Узют-каны — страница 37 из 116

– Короче, – бросил через плечо Иван, – берёте с собой кто сколько может, и шуруете до пасеки. Я останусь. Подстрахую, если что случится. Понятно?

– Так точно, – шутливо козырнул Балагур.

Втроём они двинулись по дороге. Вооружённые, нагруженные рюкзаками. Маруся, кроме того, несла упаковку одеял, ружьё болталось за плечом. Хмурый и не выспавшийся Шурик сгибался под тяжестью продуктового запаса. Балагур, пыхтя, вдобавок к своей поклаже и рюкзаку с хлебом тащил ещё и его гитару, пот стекал с лысины на лицо. Через полтора километра он сдался и предложил передохнуть. Дорога медленно поднималась в гору.

Шурик скинул рюкзак, присел, прислонившись к нему спиной, и закурил. Рядом пристроилась Маруся и выпросила сигарету.

– Как же так? – выплеснул Сашка. – Я помню, что в доме был не один. И вообще всё непонятно. Ты не знаешь эту Ирку?

– Не-а, – тряхнула головой Маруся. – Толик говорит, что базарил с девчонкой. Та упомянула, что вы с Иркой вроде бы скорефанились. А живёт она где-то за рекой, мол, недалеко от Урцибашевых. Приходит иногда по вечерам. Болтают, музыку слушают. Вот и всё. Даже фамилию не припомнила.

Балагур отдышался и вмешался в разговор:

– Придётся, Шура на СПИД проверяться. В таёжных лесах он знаешь какой? Зверский.

– Иди ты… – отмахнулся Сашка. – Ну не могла она у костра остаться! Я об этом доме ничегошеньки не знал до вчерашнего вечера. Что я, совсем свихнулся – в одиночку по лесу шататься?

– А дом тот загадочный, – согласился Маруся. – Интересно было взглянуть через столько лет. Я была там раньше, в детстве.

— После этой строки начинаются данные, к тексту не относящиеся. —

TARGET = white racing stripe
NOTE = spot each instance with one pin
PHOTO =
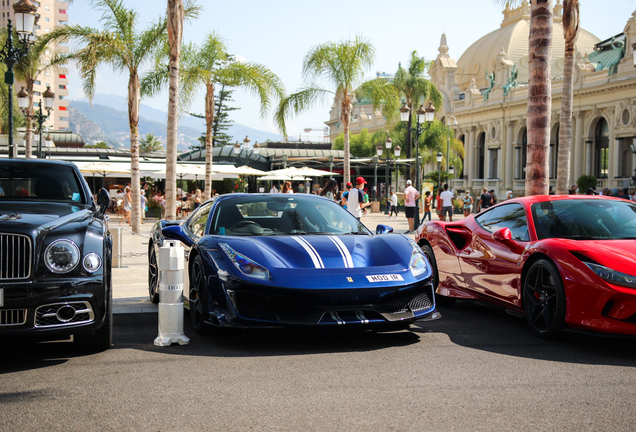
(313, 253)
(346, 256)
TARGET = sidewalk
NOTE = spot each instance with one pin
(130, 280)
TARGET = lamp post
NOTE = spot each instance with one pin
(39, 116)
(24, 14)
(423, 115)
(448, 140)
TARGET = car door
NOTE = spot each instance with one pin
(491, 267)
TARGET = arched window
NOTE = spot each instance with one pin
(481, 155)
(601, 149)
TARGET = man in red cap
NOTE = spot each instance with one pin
(355, 198)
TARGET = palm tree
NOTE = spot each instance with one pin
(570, 32)
(409, 85)
(150, 144)
(123, 47)
(539, 94)
(207, 66)
(175, 33)
(341, 64)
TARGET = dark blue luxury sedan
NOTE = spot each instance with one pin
(293, 259)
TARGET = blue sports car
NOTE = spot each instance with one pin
(255, 260)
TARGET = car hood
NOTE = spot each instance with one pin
(44, 216)
(326, 251)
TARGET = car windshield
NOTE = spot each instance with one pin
(26, 181)
(583, 219)
(283, 214)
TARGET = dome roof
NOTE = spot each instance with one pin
(513, 38)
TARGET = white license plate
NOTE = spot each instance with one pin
(385, 278)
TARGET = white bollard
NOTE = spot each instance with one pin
(170, 264)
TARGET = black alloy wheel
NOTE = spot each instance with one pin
(544, 299)
(439, 299)
(153, 276)
(198, 297)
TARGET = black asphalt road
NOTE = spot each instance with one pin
(477, 368)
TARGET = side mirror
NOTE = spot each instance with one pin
(383, 229)
(103, 200)
(175, 232)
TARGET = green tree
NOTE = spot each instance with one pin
(150, 144)
(207, 66)
(410, 86)
(122, 46)
(539, 93)
(342, 65)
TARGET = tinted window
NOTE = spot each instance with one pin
(196, 223)
(39, 182)
(596, 219)
(510, 216)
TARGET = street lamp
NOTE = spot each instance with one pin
(39, 116)
(24, 14)
(423, 115)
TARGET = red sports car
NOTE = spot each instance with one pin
(565, 262)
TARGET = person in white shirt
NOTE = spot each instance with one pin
(447, 204)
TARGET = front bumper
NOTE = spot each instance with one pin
(55, 308)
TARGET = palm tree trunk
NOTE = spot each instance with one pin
(539, 97)
(209, 145)
(346, 119)
(175, 31)
(133, 120)
(570, 32)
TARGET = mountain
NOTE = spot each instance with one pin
(190, 128)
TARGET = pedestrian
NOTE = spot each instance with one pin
(468, 204)
(393, 205)
(287, 187)
(484, 200)
(447, 204)
(427, 205)
(330, 189)
(410, 195)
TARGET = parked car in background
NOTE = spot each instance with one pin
(293, 259)
(565, 262)
(55, 254)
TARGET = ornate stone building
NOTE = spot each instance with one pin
(486, 91)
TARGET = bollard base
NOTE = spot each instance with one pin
(167, 340)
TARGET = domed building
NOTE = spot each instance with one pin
(486, 91)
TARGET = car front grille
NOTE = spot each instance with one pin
(64, 314)
(12, 317)
(15, 256)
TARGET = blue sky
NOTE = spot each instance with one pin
(279, 33)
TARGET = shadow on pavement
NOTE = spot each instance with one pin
(476, 325)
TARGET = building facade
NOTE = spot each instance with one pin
(51, 13)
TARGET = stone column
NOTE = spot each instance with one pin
(509, 153)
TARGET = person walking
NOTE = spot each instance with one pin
(393, 204)
(427, 205)
(410, 195)
(468, 204)
(447, 204)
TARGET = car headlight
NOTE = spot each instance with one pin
(61, 256)
(418, 261)
(612, 276)
(244, 264)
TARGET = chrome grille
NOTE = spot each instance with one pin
(15, 256)
(9, 317)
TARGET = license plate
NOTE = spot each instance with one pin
(385, 278)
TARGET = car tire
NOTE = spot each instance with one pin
(198, 297)
(153, 276)
(544, 299)
(439, 299)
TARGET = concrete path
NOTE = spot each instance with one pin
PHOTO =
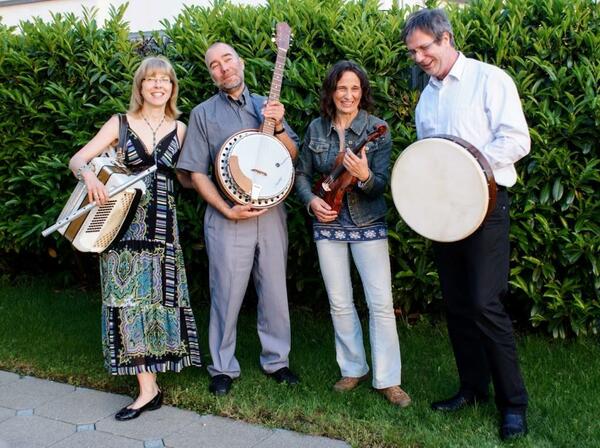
(37, 413)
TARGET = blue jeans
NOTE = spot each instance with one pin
(373, 263)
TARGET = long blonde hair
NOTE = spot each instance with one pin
(149, 66)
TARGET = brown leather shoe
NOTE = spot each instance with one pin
(395, 395)
(347, 383)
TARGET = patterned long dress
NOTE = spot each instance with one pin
(147, 322)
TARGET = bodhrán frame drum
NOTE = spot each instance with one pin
(443, 188)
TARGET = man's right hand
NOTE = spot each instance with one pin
(238, 212)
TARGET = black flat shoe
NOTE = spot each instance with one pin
(220, 384)
(284, 375)
(129, 413)
(457, 402)
(513, 426)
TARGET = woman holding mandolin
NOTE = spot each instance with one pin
(351, 149)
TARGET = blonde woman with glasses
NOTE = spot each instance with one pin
(147, 322)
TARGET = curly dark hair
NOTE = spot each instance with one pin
(330, 84)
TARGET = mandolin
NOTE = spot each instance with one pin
(333, 186)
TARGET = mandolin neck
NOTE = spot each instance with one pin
(268, 126)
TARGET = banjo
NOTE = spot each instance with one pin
(253, 167)
(443, 188)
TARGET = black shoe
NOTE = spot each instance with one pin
(129, 413)
(220, 384)
(513, 425)
(457, 402)
(284, 375)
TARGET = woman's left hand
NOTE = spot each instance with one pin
(357, 166)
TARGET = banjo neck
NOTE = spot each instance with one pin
(283, 41)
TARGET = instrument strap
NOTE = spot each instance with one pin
(257, 108)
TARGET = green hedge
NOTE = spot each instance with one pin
(60, 81)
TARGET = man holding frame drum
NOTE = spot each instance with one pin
(479, 103)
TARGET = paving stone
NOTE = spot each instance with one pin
(154, 444)
(83, 406)
(97, 439)
(5, 414)
(33, 432)
(8, 377)
(290, 439)
(218, 432)
(151, 424)
(29, 393)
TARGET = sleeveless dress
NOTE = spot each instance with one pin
(147, 322)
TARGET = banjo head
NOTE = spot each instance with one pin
(440, 189)
(255, 169)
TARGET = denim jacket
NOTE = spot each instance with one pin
(317, 156)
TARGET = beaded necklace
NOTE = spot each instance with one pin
(154, 131)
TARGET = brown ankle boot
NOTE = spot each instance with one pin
(395, 395)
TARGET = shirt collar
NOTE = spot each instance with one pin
(241, 101)
(357, 126)
(456, 72)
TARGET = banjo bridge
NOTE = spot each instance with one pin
(257, 171)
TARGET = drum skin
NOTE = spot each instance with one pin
(443, 188)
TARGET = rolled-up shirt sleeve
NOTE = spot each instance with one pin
(195, 154)
(511, 141)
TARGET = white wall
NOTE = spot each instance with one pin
(142, 15)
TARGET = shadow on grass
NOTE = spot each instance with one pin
(55, 334)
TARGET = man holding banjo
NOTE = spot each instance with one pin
(242, 237)
(479, 103)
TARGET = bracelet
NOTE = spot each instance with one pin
(79, 172)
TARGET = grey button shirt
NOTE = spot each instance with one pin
(213, 121)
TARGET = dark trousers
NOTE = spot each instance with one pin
(474, 278)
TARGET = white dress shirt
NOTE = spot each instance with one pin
(479, 103)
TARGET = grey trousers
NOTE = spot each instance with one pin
(237, 249)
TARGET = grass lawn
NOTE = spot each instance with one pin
(56, 334)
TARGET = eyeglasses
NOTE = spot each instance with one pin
(421, 49)
(158, 81)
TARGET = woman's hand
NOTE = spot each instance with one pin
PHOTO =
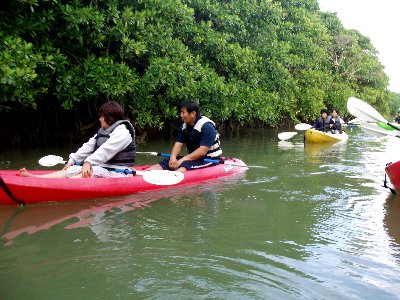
(87, 170)
(173, 163)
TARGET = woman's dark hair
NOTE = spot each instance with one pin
(190, 106)
(111, 111)
(324, 111)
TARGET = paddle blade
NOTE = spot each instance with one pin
(283, 136)
(163, 177)
(302, 127)
(364, 111)
(51, 160)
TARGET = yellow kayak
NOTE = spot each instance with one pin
(316, 136)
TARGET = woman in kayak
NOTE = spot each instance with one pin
(201, 139)
(322, 122)
(113, 146)
(336, 124)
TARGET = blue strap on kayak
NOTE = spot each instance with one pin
(216, 161)
(5, 188)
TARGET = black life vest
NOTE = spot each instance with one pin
(127, 156)
(192, 139)
(323, 125)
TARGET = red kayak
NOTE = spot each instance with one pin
(393, 172)
(18, 190)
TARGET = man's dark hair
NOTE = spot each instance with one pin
(190, 106)
(111, 111)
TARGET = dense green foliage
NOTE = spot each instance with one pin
(251, 62)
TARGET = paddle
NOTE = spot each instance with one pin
(302, 127)
(51, 160)
(283, 136)
(158, 177)
(366, 112)
(374, 130)
(215, 161)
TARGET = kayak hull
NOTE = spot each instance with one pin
(316, 136)
(393, 172)
(30, 190)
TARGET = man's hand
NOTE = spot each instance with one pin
(174, 163)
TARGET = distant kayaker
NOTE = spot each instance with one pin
(322, 122)
(336, 123)
(113, 145)
(201, 138)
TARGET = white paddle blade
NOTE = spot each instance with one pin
(364, 111)
(51, 160)
(283, 136)
(162, 177)
(375, 130)
(302, 127)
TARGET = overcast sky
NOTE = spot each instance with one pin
(380, 21)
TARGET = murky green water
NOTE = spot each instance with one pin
(316, 224)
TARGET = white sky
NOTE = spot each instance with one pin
(380, 21)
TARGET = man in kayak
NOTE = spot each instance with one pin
(112, 147)
(322, 123)
(201, 139)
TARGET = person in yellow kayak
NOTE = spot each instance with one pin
(323, 121)
(111, 147)
(201, 138)
(336, 123)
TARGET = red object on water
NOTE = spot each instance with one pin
(31, 190)
(393, 172)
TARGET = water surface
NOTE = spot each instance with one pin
(316, 223)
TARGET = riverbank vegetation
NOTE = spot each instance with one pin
(248, 63)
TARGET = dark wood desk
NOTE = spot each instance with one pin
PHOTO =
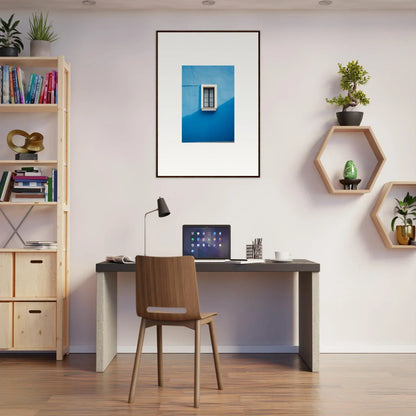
(308, 271)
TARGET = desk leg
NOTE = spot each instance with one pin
(106, 340)
(309, 319)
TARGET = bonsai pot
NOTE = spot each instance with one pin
(40, 48)
(349, 118)
(404, 234)
(8, 51)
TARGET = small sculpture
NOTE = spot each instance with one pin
(33, 144)
(350, 180)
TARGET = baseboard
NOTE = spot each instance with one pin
(370, 349)
(239, 349)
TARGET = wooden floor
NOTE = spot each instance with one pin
(254, 384)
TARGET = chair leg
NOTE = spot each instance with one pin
(159, 355)
(137, 361)
(197, 362)
(215, 353)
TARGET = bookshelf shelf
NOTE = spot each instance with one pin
(51, 163)
(34, 284)
(28, 108)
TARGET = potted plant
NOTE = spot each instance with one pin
(41, 35)
(10, 42)
(352, 76)
(407, 211)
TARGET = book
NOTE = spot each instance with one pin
(30, 178)
(38, 89)
(20, 81)
(29, 88)
(11, 86)
(28, 189)
(7, 188)
(2, 180)
(45, 90)
(120, 259)
(6, 89)
(55, 185)
(15, 86)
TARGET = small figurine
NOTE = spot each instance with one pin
(33, 144)
(350, 180)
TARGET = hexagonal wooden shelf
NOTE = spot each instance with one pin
(381, 227)
(375, 148)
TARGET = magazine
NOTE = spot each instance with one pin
(120, 259)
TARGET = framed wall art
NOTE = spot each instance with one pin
(208, 104)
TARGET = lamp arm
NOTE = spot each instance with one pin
(144, 227)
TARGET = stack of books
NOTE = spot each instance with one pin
(6, 183)
(28, 184)
(39, 89)
(40, 245)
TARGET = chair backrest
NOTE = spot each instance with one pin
(167, 282)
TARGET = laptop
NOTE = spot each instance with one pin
(207, 242)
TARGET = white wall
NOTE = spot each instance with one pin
(366, 291)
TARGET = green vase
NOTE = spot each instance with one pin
(350, 170)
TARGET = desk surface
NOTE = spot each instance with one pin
(297, 265)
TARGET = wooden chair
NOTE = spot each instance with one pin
(167, 294)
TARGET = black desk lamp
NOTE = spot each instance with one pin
(163, 211)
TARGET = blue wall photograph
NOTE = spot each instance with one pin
(207, 103)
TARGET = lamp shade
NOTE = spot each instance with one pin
(162, 208)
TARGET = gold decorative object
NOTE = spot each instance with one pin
(405, 233)
(33, 142)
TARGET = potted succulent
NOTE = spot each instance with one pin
(10, 42)
(41, 35)
(407, 213)
(352, 76)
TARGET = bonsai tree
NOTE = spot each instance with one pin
(40, 29)
(9, 35)
(406, 210)
(353, 75)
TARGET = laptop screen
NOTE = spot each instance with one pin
(206, 241)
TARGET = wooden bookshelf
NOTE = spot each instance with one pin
(37, 318)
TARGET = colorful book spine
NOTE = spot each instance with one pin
(45, 90)
(55, 185)
(11, 85)
(15, 86)
(2, 180)
(20, 79)
(38, 89)
(49, 191)
(6, 88)
(41, 178)
(29, 88)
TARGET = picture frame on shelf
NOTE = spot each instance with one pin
(208, 104)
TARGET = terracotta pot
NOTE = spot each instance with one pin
(349, 118)
(404, 234)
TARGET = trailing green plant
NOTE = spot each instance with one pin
(40, 28)
(9, 35)
(352, 76)
(406, 210)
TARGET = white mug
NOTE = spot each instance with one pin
(282, 255)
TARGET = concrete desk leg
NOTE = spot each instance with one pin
(106, 341)
(309, 319)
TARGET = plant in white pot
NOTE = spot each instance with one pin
(41, 35)
(10, 42)
(352, 76)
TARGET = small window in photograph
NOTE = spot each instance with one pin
(208, 97)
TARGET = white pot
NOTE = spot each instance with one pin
(40, 48)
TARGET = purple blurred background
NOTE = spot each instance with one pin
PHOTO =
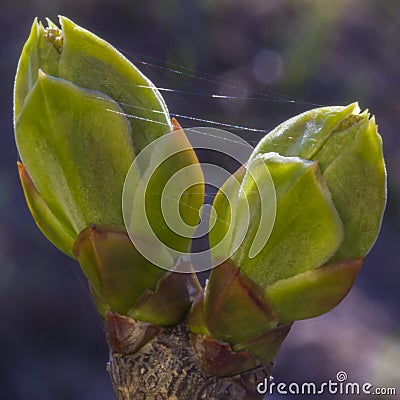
(270, 52)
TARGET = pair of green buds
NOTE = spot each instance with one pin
(82, 114)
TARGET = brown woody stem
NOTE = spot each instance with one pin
(166, 368)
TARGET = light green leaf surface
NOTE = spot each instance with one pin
(77, 157)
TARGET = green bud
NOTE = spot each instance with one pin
(76, 55)
(348, 149)
(82, 114)
(328, 200)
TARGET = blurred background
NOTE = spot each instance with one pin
(276, 58)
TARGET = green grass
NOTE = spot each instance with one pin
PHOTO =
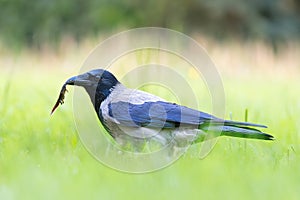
(41, 156)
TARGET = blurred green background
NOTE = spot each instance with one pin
(255, 46)
(36, 21)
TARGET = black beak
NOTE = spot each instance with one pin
(80, 80)
(71, 81)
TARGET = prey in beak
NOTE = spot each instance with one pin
(63, 90)
(90, 80)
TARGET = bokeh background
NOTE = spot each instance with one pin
(255, 46)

Местные долго считали его чем-то вроде клада. Ребятишки частенько кричали: «Пойдем клад зазвизинский искать!» Игра такая была.

– Много нашли? – поинтересовался Балагур. – А может, Шурик у нас тоже того… кладоискатель?

– Да нет там ничего! – обозлился Сашка.

– Ага. Искал, значит?

– Чего мне искать? Все вместе скоро… найдём, – он загадочно ухмыльнулся.

Маруся вышла из детских воспоминаний:

– Погоди, кажется, вспомнила. Анчол как-то рассказывал… Потерялся кто-то, по-моему… А он сказал: «Опять Иришка хулиганит» и запретил мне играть в том доме…

– Смотрю на тебя, Маша, и думаю: какой ты маленькой была? Так и хочется… – Балагур осёкся, напрягся и указал на речку. – Туда!

Туман растворился в лучах утреннего солнца. Тучи за ночь побелели. Сначала Маруся увидела скалы на противоположном берегу. Она искала на них, боялась, случилось что? Нет. Два крохотных муравья всё так же продолжали свой путь и уже почти добрались до вершины. Журчание реки успокаивало, пенились барашки, разбитые об валуны. И один из них двигался…

– Мишка! – вскрикнув, подскочил Шурик.

И тут Маруся поняла: это не камень. С противоположного берега прямо к ним плыл огромный медведище. Косматая голова с тремя чёрными пуговками на морде – прижатые уши, время от времени приподнималась, словно прыгала над водой. Ему и течение нипочём.

– Здоровенный какой! – изумился Балагур и быстро извлёк фотоаппарат. – В цирке видел и поражался: до чего все махонькие, будто плюшевые… Эх, Сибирь-матушка!

– Самое весёлое, что он не ручной, – предупредила Маруся. – Быстро хватаем вещи и дёру!

– Там же Командир один на берегу!

Косолапый приближался. Уже чётко вырисовывались бусинки тёмных глазок, мокрые ноздри, часто облизываемые розовой лопаткой-языком: в такие моменты белоснежно-белые сабельки клыков начинали скалиться в добродушной, но суровой ухмылке. Мохнатая голова напоминала обломок скалы, по ошибке научившийся плавать.

– Что-то не так, – насторожилась Маруся. – Обычно звери бегут от огня, а этот плывёт на наш берег, где вскоре всё может загореться.

– Обратно переплывёт. Чего к скотине прицепилась? – Балагур успел несколько раз щёлкнуть мишку объективом и поднял автомат. – Жалко мишутку, но придётся пугнуть. Пусть плывёт восвояси.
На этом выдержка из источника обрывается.